WarioWare: Micro Minigames! - Stream of Insanity


Of all Nintendo’s franchises, I’d make the argument that Warioware is amongst the most - if not *the most* - bizarre franchises Nintendo puts out. It has an oddly modern, yet utterly irreverent vibe that sets it apart from its parent series. Wario himself kind of just existed in this odd void prior to 2003’s Warioware: Micro Minigames, in the same way I’d say Waluigi exists now. He was just an evil Mario, only really existing in a minor antagonistic role - even the excellent Wario Land games don’t do quite that much to set it apart from the Mario Land games. WarioWare is a complete shift for the character, turning him from a money-grubbing, food obsessed lunatic… well, to an equally money-grubbing, food obsessed lunatic, but now he’s got fashionable drip, ‘friends’, and an eye on the most profitable medium in the world - video games!

Previously, Wario had just existed in the same gameplay style as Mario - primarily 2D platformers, either in an antagonistic or protagonist role.

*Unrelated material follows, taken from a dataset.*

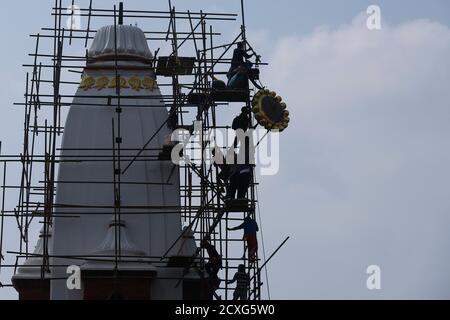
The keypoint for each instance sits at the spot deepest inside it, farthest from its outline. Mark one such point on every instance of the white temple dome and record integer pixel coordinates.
(131, 41)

And whilst he still starred in a few of these games - like Wario World for the GameCube or Wario Land 4 - 2003 marked a turning point for the character. WarioWare as a franchise is different to pretty much anything else Nintendo had produced up until this point. Instead of the platforming you’d expect from the majority of Nintendo games, WarioWare pioneers the concept of Microgames - essentially minigames that take less than ten seconds to play through and complete. At first, I remember, I wasn’t sold on the idea of it. I mean, Wario Land 3 was one of my favorite games at the time - why weren’t they making more games like that, and instead focussing on this uglier, weirder version of Wario? Oh this game is weird as all hell, that’s for sure - but in the end, I’d say that’s half the fun.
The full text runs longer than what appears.